Selon l’accord collectif du 7 novembre 2008 relatif aux journalistes rémunérés à la pige, la détention de la carte est la base du calcul de l’ancienneté pour les pigistes, causant d’importantes pertes de salaire pour les travailleuses voilées lésées.
Nos six associations rappellent à la CCIJP que la carte de presse n’est pas un document officiel d’identité, c’est une carte professionnelle. L’excès de zèle de la CCIJP pour apparenter notre carte à un document d’identité est discriminatoire.

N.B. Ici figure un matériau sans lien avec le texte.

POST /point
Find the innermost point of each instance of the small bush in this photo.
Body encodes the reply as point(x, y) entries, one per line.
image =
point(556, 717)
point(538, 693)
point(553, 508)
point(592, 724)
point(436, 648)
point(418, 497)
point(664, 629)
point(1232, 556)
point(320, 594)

Disposer d’une carte de presse à son image ne devrait pas être un privilège. C’est un droit dont le ou la journaliste bénéficie à partir du moment où il ou elle réunit toutes les conditions pour l’obtenir.
Nos demandes sont simples : que la carte de presse soit accordée aux journalistes voilées sur leur photo, qui pratiquent leur métier au même titre que leurs confrères et consœurs. Que les journalistes trans puissent changer leur prénom sur simple déclaration, sans faire figurer leur prénom de naissance. Surtout, que ces discriminations cessent et que la carte de presse soit enfin à l’image de notre profession. Un petit pas pour la CCIJP, un grand pas pour une profession plus inclusive.